Probability of the last remaining item after removing items **Question** : Mr. J has 3 shirts and he wears them each day with the following probabilities: Green (1/3), White(1/6) and Red(1/2). Once he decided to clean out his closet, so each evening he independently decides with a prob. 1/5 to throw the shirt he was wearing that day. Each morning he picks out a shirt of the remaining shirts, according to the the same probabilities. For example if he threw the green shirt, then he will wear the red shirt with prob 3/4 and the white with prob 1/4. What is the probability that the last shirt remaining in his closet is the white one? a. 0.33 b. 0.58 c. 0.69 d. 0.83 **Our thoughts** Me and my buddy are pretty frustrated from this one... We saw some solution that ignores the throwing out part completely. We were wondering why is that correct? And could anyone post a fully explained solution to this. Thanks in advance.
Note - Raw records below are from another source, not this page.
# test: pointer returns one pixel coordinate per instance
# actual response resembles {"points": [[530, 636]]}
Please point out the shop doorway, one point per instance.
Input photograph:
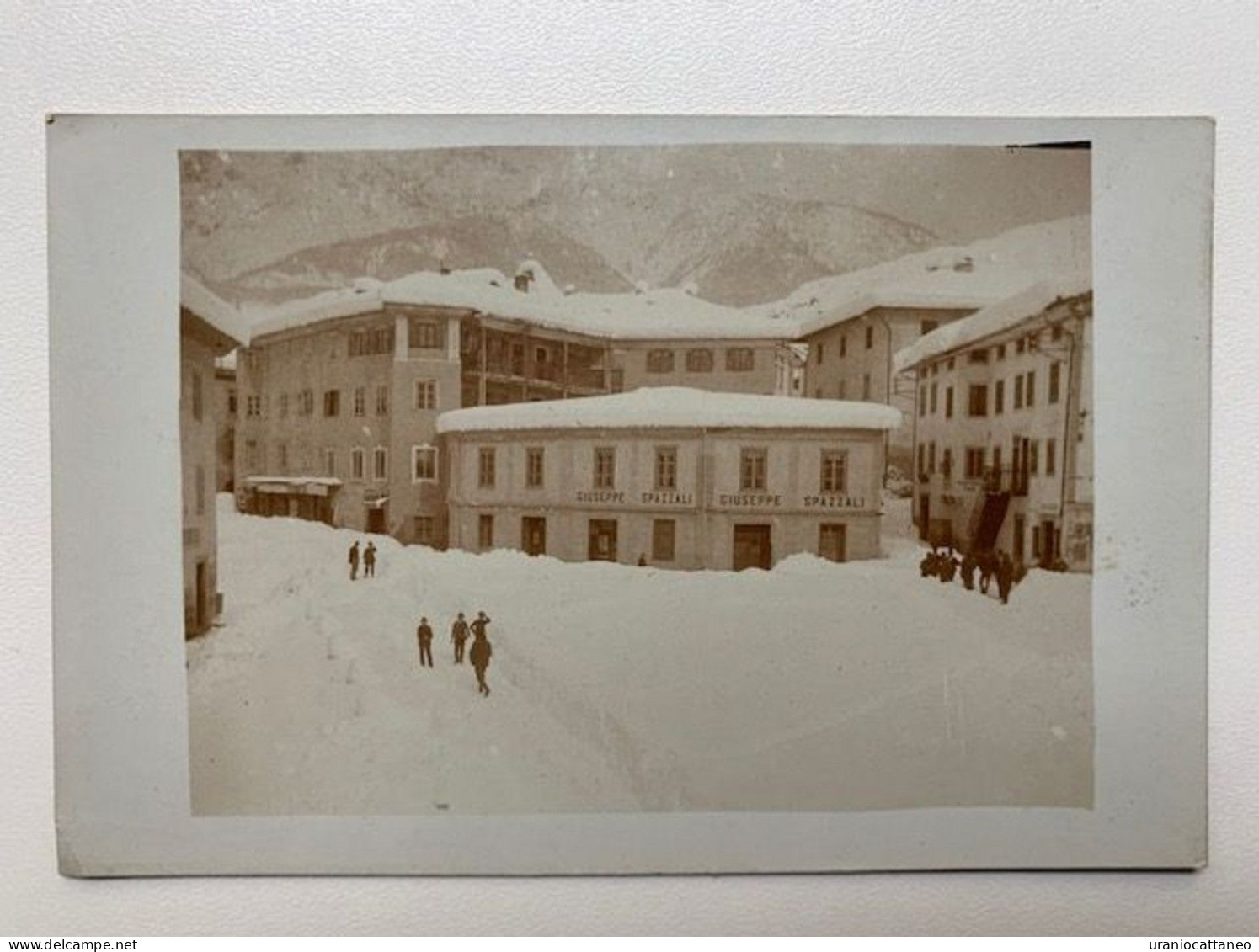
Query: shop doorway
{"points": [[603, 541], [533, 535], [832, 541], [752, 547]]}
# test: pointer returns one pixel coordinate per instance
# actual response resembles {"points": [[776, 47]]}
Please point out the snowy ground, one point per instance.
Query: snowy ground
{"points": [[811, 687]]}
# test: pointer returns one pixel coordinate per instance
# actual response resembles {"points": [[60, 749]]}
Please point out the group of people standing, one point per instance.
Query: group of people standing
{"points": [[991, 566], [478, 654], [369, 561]]}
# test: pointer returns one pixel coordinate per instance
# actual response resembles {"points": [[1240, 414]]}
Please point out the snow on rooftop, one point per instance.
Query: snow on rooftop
{"points": [[948, 278], [674, 407], [665, 313], [990, 321], [213, 310]]}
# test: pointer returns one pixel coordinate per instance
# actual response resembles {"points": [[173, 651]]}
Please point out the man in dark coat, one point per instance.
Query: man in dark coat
{"points": [[1005, 577], [458, 636], [424, 636], [481, 652]]}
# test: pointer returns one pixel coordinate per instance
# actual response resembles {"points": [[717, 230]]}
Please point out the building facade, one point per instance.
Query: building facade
{"points": [[1002, 430], [669, 478], [206, 331]]}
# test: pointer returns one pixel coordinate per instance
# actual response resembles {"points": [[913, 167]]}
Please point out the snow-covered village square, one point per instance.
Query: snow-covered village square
{"points": [[725, 478]]}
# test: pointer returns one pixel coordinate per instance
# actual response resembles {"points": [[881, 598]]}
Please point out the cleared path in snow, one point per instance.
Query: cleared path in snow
{"points": [[813, 687]]}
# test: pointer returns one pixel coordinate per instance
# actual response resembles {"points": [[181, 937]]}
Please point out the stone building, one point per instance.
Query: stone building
{"points": [[669, 476], [1004, 428], [208, 328]]}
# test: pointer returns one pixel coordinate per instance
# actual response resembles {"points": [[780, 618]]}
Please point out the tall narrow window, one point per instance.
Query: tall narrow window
{"points": [[426, 394], [534, 467], [424, 463], [835, 472], [666, 467], [752, 468], [486, 467], [605, 467]]}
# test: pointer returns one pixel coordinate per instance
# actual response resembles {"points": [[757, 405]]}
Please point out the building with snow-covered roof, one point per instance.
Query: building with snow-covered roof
{"points": [[669, 476], [854, 323], [1004, 430], [208, 330]]}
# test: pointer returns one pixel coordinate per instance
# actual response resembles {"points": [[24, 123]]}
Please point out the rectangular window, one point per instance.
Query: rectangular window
{"points": [[486, 467], [664, 534], [699, 360], [426, 394], [196, 396], [739, 359], [605, 467], [835, 472], [660, 361], [424, 529], [534, 467], [666, 468], [974, 462], [426, 335], [977, 402], [424, 465], [752, 468]]}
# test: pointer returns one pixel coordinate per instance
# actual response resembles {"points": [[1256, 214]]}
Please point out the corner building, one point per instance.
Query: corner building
{"points": [[670, 476]]}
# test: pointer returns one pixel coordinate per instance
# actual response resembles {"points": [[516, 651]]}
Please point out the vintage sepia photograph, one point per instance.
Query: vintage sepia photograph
{"points": [[745, 476]]}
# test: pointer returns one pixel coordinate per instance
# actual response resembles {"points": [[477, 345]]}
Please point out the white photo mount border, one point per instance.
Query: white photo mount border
{"points": [[121, 703]]}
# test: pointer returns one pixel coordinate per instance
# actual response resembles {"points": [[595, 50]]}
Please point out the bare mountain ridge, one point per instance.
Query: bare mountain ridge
{"points": [[738, 251]]}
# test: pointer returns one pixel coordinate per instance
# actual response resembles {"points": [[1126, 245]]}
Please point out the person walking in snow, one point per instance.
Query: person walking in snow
{"points": [[1005, 577], [481, 652], [424, 636], [460, 636]]}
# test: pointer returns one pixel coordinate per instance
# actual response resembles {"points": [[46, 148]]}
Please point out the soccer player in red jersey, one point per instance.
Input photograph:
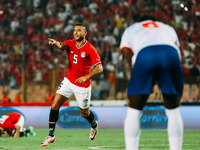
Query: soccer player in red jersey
{"points": [[82, 55], [13, 124]]}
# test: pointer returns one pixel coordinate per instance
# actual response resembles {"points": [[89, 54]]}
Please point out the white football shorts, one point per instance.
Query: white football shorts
{"points": [[83, 95], [21, 122]]}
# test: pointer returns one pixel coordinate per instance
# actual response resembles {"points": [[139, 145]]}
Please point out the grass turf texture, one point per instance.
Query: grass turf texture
{"points": [[77, 139]]}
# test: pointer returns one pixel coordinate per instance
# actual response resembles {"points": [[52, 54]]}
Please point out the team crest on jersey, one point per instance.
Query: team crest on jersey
{"points": [[82, 54]]}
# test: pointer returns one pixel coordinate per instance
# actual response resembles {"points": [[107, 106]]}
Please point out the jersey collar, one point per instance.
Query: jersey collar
{"points": [[82, 45]]}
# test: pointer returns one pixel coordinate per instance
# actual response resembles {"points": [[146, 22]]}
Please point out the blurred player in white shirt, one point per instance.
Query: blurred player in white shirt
{"points": [[151, 55]]}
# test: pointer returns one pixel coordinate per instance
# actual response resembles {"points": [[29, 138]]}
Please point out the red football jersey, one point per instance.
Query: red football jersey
{"points": [[81, 60], [8, 121]]}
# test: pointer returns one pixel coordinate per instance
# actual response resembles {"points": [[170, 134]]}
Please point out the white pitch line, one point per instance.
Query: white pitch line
{"points": [[142, 146]]}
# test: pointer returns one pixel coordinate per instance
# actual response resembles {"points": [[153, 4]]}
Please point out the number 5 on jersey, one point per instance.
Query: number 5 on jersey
{"points": [[75, 59]]}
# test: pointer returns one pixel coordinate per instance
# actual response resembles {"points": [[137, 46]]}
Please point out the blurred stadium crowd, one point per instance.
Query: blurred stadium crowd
{"points": [[106, 21]]}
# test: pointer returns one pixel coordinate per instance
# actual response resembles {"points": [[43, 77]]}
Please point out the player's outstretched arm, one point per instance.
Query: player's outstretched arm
{"points": [[58, 44]]}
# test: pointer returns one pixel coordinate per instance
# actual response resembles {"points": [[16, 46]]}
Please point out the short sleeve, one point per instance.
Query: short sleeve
{"points": [[124, 41], [67, 44], [94, 56]]}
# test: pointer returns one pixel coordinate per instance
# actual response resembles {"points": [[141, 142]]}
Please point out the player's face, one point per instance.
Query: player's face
{"points": [[79, 33], [1, 132]]}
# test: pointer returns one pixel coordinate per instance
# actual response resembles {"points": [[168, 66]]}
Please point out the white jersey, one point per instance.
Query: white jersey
{"points": [[148, 33]]}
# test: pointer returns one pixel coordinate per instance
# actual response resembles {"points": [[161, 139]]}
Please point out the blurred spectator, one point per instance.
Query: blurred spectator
{"points": [[17, 97], [112, 85], [5, 98], [49, 96], [104, 86], [105, 21]]}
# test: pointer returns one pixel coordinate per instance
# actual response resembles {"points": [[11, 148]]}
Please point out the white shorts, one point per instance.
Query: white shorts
{"points": [[83, 95], [21, 122]]}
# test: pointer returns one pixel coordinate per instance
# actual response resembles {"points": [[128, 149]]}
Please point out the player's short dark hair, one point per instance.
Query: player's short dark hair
{"points": [[81, 24], [147, 17]]}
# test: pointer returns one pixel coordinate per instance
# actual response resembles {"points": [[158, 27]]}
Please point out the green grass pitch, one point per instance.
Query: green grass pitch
{"points": [[78, 139]]}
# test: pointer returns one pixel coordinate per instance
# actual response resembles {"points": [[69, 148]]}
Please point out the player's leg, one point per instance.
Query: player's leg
{"points": [[132, 121], [62, 94], [175, 122], [83, 96], [139, 88], [171, 84]]}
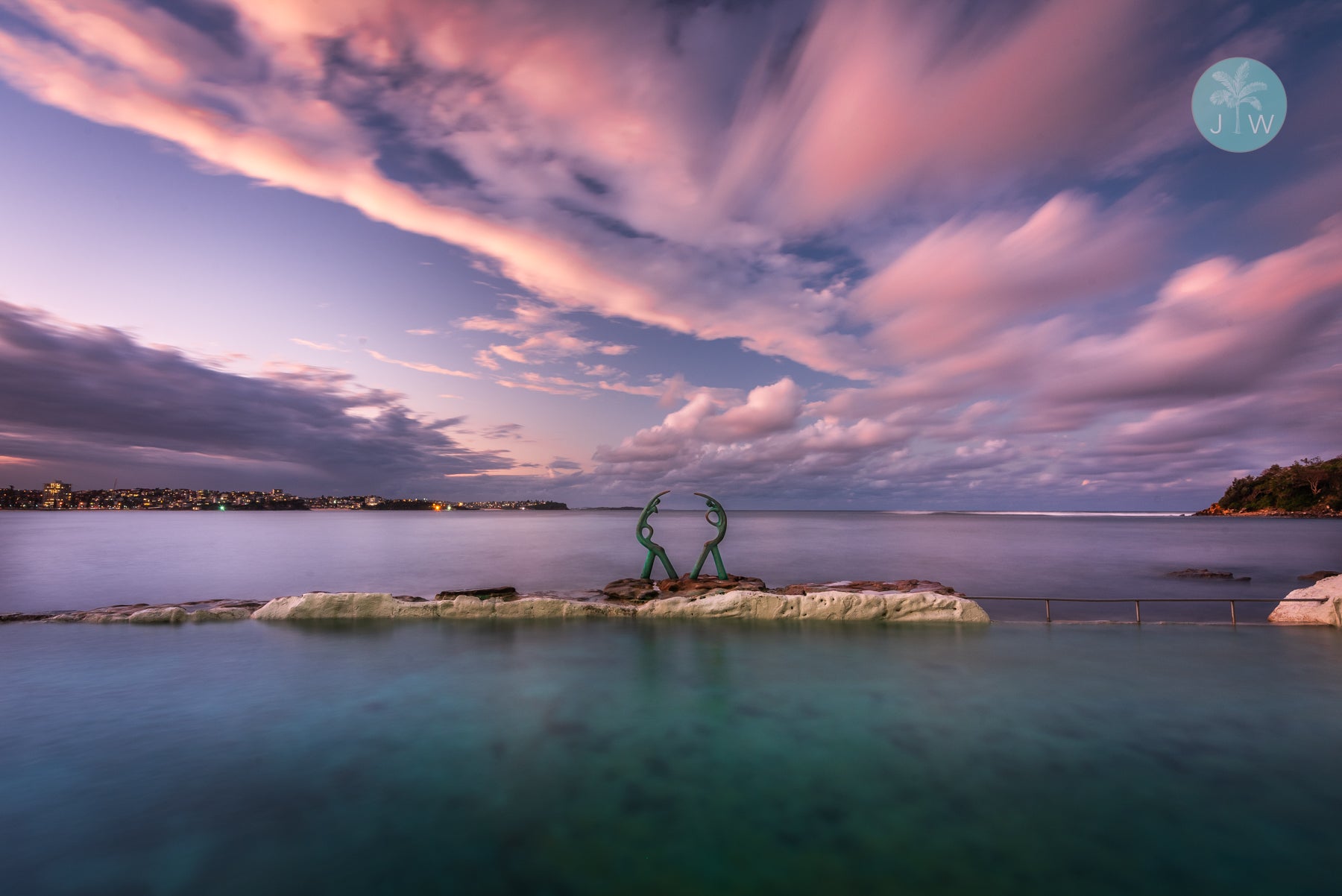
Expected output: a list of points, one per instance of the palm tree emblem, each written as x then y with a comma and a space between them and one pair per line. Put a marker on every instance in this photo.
1236, 92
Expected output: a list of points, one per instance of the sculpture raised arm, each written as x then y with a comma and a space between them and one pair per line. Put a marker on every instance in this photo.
644, 535
711, 545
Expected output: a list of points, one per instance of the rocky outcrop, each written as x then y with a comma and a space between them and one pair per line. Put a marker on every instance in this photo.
1207, 573
921, 602
904, 587
1323, 605
686, 587
872, 607
357, 605
148, 613
890, 607
631, 589
159, 616
503, 593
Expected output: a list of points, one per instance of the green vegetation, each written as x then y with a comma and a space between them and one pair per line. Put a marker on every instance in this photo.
1310, 486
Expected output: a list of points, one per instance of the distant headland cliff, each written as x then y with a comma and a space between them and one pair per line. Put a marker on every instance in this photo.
1308, 488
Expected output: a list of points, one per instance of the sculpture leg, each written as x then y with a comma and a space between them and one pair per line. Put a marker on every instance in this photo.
666, 564
704, 555
717, 560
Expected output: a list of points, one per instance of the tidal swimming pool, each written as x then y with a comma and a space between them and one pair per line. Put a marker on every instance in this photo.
631, 757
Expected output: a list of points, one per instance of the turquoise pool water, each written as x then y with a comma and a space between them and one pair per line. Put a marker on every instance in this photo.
620, 757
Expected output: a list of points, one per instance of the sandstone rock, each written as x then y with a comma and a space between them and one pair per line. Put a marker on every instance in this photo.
887, 607
904, 587
221, 615
348, 605
1207, 573
686, 587
156, 615
631, 589
503, 593
543, 608
320, 605
1325, 611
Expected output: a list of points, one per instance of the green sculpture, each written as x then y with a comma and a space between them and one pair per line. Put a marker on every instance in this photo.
646, 540
711, 545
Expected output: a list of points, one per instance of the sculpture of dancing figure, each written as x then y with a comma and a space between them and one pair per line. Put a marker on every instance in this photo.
654, 549
711, 545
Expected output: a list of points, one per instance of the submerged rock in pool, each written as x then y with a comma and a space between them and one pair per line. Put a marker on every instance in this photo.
1325, 609
1207, 573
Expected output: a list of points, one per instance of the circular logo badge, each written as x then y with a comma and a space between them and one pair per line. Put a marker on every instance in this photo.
1239, 105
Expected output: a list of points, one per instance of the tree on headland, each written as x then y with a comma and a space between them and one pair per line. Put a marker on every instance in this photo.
1310, 486
1236, 92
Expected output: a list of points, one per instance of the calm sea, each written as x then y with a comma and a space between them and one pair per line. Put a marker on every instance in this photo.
619, 757
85, 560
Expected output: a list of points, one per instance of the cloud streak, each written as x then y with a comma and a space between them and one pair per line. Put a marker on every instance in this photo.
95, 397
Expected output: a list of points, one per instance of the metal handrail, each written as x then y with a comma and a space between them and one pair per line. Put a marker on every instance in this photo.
1137, 602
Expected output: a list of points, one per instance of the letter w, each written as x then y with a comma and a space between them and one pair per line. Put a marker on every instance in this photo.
1267, 127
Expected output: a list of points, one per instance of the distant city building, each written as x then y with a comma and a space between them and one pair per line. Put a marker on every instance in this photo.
55, 495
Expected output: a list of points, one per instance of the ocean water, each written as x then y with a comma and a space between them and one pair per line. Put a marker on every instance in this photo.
624, 757
85, 560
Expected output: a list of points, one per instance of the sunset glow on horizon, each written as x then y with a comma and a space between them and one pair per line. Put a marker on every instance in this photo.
845, 253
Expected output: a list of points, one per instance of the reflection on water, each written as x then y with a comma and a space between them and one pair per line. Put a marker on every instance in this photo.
617, 757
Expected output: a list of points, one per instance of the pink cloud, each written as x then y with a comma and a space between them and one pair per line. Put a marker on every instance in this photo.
1216, 327
887, 98
423, 367
968, 278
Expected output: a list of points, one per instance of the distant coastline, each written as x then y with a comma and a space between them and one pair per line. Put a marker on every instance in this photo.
1311, 488
62, 496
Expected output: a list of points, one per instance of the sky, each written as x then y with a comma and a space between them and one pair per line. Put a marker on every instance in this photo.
847, 253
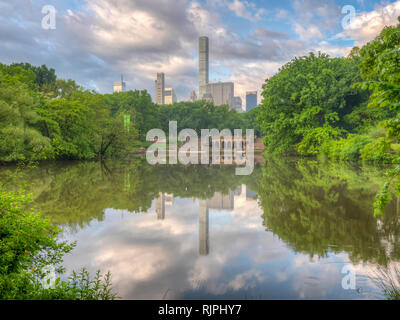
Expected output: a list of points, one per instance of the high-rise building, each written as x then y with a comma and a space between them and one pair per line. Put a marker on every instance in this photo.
221, 93
237, 104
193, 96
251, 100
120, 86
169, 96
203, 64
160, 87
160, 206
203, 228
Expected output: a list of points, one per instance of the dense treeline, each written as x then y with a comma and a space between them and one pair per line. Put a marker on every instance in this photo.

john is correct. As he says, you're only interested in the days when shirts are thrown out, so the probability only affects how long it takes Mr. J to have only one shirt left. So the probabilities for which shirts are left are:

$$ \begin{align} p_{white \ left} = \frac{1}{3}\frac{3}{4}+\frac{1}{2}\frac{2}{3}=\frac{7}{12} \\\ p_{red \ left} = \frac{1}{3}\frac{1}{4}+\frac{1}{6}\frac{2}{5}=\frac{3}{20} \\\ p_{green \ left} = \frac{1}{6}\frac{3}{5}+\frac{1}{2}\frac{1}{3}=\frac{4}{15} \end{align} $$

These probabilities add up to 1. The white is most likely to be left because it's worn with the lowest probability, so it's least likely to be thrown out. $\frac{7}{12}$ is 0.58, so it's answer (b).